Most people are terribly skeptical about long-distance relationships as the uncertainty of being far away from their partners is a nightmare for many. However, there are plenty of couples around the world who don’t live in the same place and their relationships are thriving. If you find yourself in this arrangement and want to ensure it works long-term (or at least until you can be together in person), here’s how to keep things thriving.
- Make communication your number one priority. Communication is paramount in any relationship, long-distance or otherwise. Thankfully, we’re in an age where technology is readily available in most countries around the world. Whenever possible, it’s important to create time to text, phone, and video-call your partner as much as is comfortable. Talk about the little things, the big things, about how you each spent your day, what you had for lunch and what you’ll be having for dinner. Constant communication is universally the ultimate way to bridge the gap in a long-distance relationship.

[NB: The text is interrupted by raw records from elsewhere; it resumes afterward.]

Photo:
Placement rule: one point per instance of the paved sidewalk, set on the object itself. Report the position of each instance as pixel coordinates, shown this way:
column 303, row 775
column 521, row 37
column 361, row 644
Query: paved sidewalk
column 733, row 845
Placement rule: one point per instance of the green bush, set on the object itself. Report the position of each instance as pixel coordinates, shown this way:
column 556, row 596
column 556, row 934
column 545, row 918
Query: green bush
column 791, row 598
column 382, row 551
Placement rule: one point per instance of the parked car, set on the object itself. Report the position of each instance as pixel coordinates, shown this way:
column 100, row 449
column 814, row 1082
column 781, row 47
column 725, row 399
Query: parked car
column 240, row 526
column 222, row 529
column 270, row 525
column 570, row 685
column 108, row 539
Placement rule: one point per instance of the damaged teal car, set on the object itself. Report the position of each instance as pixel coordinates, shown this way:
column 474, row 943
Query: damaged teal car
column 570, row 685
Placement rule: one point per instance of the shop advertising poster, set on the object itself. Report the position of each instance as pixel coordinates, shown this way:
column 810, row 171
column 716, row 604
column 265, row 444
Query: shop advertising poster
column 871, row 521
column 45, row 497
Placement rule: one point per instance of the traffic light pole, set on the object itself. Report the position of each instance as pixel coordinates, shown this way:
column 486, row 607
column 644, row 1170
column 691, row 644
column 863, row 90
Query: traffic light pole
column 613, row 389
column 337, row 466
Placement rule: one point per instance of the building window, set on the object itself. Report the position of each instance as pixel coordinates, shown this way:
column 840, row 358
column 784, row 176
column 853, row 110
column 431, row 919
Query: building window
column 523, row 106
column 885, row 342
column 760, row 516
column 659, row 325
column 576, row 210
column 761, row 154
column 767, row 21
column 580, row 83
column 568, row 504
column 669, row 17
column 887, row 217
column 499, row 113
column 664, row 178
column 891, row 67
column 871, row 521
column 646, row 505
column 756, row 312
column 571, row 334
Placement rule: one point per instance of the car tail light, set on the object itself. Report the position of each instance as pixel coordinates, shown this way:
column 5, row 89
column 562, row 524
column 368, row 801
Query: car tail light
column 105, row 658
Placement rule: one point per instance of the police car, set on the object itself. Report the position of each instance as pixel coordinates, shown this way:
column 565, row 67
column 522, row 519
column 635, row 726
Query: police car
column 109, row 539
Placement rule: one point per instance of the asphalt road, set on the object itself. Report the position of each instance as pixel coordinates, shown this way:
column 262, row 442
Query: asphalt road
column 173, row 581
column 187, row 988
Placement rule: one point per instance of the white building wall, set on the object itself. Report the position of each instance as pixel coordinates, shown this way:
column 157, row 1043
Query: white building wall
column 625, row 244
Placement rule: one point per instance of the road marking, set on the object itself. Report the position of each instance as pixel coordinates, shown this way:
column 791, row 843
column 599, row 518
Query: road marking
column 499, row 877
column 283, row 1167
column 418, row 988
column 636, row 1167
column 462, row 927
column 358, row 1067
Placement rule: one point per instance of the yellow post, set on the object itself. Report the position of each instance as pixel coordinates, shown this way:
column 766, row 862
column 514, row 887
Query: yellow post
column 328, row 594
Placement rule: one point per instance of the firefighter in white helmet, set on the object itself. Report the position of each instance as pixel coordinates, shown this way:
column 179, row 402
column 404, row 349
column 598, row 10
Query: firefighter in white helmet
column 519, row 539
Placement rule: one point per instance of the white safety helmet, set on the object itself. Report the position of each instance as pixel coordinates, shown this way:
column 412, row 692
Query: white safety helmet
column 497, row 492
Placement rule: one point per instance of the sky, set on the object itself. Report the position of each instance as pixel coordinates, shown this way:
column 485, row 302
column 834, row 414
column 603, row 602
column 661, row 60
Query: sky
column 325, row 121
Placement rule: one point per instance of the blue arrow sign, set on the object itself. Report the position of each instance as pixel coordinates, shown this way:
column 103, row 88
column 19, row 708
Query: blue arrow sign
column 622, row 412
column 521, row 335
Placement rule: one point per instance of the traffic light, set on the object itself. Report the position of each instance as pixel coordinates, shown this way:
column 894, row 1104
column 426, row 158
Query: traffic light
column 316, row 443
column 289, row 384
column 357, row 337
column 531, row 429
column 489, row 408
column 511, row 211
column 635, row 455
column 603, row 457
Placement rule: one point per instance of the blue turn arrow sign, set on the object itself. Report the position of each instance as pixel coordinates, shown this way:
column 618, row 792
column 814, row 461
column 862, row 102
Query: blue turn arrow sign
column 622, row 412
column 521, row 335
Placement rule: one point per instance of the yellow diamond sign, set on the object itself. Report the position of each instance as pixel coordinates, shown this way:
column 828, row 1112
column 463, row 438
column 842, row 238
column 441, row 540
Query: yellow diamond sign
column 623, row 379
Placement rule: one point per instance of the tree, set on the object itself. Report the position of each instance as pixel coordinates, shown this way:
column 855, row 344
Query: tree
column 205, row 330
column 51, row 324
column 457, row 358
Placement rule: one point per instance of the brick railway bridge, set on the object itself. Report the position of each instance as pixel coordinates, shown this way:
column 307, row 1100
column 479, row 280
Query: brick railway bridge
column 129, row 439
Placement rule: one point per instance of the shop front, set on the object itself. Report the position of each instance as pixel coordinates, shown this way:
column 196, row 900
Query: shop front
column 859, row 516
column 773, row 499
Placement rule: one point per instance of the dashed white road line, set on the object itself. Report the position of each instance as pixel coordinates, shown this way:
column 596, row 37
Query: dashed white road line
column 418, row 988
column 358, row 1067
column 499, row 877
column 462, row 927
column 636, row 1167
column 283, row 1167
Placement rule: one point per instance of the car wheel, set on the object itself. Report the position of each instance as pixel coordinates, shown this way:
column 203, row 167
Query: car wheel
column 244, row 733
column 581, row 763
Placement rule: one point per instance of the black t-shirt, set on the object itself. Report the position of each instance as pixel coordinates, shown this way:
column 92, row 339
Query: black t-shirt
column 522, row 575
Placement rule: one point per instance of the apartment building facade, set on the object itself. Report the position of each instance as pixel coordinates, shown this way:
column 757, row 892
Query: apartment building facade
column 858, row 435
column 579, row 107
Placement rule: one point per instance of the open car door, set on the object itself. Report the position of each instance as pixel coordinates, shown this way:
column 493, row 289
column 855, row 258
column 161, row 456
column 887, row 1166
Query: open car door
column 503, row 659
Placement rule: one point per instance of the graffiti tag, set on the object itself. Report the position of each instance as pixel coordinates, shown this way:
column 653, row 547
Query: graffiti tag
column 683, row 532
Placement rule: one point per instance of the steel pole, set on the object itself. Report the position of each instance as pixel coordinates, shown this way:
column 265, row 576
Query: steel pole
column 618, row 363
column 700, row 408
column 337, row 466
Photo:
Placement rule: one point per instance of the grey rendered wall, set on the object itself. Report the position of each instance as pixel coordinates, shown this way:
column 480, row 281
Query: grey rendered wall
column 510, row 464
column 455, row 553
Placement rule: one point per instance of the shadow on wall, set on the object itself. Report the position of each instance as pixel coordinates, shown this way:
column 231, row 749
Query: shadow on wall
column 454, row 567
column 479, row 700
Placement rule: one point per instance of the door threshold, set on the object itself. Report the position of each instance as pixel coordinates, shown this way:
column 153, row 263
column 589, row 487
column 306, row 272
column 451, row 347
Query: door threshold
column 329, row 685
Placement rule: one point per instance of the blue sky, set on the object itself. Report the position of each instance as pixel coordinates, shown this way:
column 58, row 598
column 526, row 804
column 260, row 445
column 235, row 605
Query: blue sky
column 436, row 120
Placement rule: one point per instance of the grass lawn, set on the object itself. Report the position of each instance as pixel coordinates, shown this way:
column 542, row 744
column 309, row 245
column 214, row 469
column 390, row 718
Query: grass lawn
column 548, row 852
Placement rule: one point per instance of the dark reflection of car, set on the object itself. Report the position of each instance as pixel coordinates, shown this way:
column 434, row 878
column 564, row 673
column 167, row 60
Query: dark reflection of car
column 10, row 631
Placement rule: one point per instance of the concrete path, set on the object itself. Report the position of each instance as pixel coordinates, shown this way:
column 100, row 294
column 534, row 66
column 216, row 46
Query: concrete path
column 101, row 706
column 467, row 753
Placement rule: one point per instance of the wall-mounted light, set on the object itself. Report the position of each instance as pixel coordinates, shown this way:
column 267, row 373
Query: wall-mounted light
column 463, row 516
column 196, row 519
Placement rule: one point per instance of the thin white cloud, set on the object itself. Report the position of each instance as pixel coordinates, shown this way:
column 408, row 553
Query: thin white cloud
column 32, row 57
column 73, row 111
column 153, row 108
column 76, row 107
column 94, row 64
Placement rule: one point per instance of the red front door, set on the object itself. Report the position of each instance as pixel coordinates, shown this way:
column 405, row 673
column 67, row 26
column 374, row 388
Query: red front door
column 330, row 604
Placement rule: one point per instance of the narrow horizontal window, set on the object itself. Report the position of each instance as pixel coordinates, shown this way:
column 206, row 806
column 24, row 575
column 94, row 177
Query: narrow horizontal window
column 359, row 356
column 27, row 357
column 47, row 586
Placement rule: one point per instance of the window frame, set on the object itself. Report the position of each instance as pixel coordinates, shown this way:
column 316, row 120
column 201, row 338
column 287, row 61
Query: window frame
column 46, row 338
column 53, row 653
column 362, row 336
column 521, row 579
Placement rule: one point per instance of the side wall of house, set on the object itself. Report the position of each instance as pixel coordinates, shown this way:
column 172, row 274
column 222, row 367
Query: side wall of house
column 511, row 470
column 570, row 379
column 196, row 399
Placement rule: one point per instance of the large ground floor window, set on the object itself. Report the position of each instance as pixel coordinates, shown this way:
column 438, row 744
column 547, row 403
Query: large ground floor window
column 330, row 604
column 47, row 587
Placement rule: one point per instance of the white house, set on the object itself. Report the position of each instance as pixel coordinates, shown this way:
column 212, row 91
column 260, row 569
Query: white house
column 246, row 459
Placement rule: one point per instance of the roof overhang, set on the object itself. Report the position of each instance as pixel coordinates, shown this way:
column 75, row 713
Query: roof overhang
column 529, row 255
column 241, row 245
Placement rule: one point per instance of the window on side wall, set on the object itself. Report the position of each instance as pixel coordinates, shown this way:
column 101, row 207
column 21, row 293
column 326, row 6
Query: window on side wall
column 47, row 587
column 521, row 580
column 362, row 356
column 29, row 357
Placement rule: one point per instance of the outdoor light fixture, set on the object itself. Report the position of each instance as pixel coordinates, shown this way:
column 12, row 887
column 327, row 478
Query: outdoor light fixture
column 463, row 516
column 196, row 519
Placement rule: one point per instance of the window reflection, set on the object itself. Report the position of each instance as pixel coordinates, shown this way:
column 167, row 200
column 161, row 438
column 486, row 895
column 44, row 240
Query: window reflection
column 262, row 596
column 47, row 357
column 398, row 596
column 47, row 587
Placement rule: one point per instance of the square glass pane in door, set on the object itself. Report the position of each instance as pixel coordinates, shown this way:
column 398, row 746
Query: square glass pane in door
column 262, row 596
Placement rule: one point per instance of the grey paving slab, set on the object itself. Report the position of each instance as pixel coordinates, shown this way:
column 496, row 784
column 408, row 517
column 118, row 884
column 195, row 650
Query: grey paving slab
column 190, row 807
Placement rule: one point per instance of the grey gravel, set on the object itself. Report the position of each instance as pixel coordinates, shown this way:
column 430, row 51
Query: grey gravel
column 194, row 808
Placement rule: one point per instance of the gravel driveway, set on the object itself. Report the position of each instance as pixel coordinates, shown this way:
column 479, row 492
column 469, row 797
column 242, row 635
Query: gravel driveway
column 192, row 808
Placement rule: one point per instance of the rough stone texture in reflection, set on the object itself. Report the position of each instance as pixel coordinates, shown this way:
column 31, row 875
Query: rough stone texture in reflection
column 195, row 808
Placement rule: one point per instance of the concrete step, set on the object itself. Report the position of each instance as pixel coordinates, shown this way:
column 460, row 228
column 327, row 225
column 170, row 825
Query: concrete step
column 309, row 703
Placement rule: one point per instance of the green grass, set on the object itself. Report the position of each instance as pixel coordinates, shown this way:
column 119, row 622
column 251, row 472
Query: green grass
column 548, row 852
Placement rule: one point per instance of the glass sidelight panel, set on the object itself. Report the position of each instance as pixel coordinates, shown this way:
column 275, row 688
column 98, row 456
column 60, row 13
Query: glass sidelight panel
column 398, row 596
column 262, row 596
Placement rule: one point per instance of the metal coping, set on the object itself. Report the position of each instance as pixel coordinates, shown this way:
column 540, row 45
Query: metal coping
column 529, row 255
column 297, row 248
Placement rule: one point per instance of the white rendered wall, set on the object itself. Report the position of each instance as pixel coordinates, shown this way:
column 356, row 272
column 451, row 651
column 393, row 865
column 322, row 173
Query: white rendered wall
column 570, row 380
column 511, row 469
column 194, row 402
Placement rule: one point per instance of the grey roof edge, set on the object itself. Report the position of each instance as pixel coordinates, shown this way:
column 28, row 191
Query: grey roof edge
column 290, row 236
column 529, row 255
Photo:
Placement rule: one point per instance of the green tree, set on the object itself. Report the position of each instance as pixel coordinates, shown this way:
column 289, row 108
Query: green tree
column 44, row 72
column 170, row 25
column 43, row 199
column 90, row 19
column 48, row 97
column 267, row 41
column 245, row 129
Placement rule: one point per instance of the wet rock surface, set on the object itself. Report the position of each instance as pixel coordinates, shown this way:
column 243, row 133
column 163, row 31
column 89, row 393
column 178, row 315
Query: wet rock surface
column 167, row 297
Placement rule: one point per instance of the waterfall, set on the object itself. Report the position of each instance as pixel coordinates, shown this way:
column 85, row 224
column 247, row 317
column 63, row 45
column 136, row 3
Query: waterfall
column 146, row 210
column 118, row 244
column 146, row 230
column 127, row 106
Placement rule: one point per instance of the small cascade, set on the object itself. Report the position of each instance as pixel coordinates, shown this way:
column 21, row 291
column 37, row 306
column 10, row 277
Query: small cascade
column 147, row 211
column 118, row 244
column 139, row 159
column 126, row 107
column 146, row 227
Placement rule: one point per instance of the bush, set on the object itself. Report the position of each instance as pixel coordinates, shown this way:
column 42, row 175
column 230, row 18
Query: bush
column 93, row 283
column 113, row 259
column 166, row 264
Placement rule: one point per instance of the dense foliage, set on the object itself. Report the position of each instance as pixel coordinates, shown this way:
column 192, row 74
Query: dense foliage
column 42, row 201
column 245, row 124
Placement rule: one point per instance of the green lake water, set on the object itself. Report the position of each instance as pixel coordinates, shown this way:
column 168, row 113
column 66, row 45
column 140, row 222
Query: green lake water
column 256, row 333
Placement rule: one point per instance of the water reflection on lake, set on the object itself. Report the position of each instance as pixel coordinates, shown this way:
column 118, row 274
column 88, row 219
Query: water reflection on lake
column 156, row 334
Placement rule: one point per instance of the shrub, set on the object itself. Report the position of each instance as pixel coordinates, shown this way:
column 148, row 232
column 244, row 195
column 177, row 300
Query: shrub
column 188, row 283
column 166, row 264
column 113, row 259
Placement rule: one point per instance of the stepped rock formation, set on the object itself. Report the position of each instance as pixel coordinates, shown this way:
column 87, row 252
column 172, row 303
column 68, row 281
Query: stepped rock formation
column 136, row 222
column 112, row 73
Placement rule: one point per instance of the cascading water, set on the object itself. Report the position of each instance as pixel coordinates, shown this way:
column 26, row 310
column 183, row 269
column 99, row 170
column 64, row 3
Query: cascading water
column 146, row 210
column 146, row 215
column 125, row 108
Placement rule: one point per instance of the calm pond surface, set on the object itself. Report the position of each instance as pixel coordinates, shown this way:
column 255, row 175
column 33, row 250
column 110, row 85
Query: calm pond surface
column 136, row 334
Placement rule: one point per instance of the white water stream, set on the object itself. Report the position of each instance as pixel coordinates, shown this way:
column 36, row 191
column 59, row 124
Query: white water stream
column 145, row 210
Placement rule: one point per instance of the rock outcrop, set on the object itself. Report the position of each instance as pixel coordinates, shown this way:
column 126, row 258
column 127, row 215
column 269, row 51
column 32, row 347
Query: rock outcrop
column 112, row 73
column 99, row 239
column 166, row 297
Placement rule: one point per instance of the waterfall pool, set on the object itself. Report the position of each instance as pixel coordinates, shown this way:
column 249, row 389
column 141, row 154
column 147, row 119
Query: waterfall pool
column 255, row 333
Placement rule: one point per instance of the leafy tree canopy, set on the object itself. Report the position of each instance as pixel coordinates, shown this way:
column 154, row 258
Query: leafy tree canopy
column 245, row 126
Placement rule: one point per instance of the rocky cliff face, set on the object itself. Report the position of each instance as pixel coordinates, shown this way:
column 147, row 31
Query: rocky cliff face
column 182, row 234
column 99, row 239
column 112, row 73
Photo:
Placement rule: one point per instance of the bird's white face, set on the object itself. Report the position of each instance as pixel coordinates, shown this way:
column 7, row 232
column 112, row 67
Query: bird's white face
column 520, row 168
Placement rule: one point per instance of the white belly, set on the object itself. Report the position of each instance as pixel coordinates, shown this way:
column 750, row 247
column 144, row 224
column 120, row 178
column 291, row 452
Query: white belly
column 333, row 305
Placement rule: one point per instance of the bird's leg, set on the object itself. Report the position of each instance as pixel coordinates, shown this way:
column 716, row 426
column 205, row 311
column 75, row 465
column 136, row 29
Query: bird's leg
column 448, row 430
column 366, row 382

- Conversely, give yourselves time alone. As much as you and your partner must constantly communicate, it’s also important to take out time to focus on yourselves and miss each other for a while. The spark is bound to be much fiercer when you give yourselves some space and time before coming back to spend hours on the phone again. Plus, you’ll actually have things to talk about when you have your own life separate from your partner.
- Exchange and keep sentimental items. Whether it’s a small picture of your partner that you keep in your wallet or a piece of jewelry that belongs to them, having something that reminds you of the person you love when you’re miles away from them is an effective way of keeping their memory alive in your heart and mind. What you’re doing in essence is having a piece of your partner with you.
- Be open and vocal. There’s a huge tendency in long-distance relationships to feel insecure about a lot of things, like your feelings for each other and the relationship as a whole. This is why you should work hard to be open with your partner. Talk about your emotions. Every time you talk, tell your partner you love them and don’t be reluctant to constantly reassure them of that. This is extremely important to sustaining the bond while killing any insecurity that may arise in the relationship.
- Do stuff together while apart. Again, thank goodness for technology! You both could watch TV series together, share a Netflix account and watch movies together, or play games online together if you’re both gamers. Offline, you could cook your meals or go out to eat at the same time, read a book, or even exercise together, all the while staying in contact to share these moments. This creates a bond and feeling of togetherness that even distance cannot defy.
- Occupy yourselves with your individual lives. In order not to be overwhelmed by the separation and longing that long-distance relationships bring, you and your partner must endeavor to immerse yourselves in your separate lives and activities. Whether it’s school, work, or the very reason why you’re apart, burying yourselves in your individual lives amid the distance can save you both a lot of time spent brooding and longing for each other, which may lead to regret that creates cracks in the relationship.
- Support and encourage each other. It’s important that you both be strong support systems for each other despite the distance gap. Making an effort to encourage and motivate your partner to carry on with their personal endeavors and to go through life’s hurdles even while you’re apart goes a long way in building and nurturing that mutual trust and care.
- Find time to visit if possible. Even though you may video-call each other every other day for hours on end, there’s bound to be that lack of physical touch and intimacy and that yearning to see each other physically. This is why, if possible, you and your partner should create time to visit each other once in a while. You could plan visits for times when you both are not so busy so you may have yourselves to each other. Also, don’t forget to get your partner a gift! It’ll help keep the memory of the visit on for long after it’s over!
- Create a future together and look forward to it. Eventually, in any long-distance relationship, there should be a future in the offing where things change. You and your partner must create a future together and constantly reassure yourselves towards actualizing that future. Whether it’s a short term objective to finish a degree and get back together or a long term goal to start a family together… creating a future that you can look forward to can ease the uncertainty that comes with being endlessly apart. This will also give you both a sense of purpose and comfort that one day, sooner or later, you’ll be together again.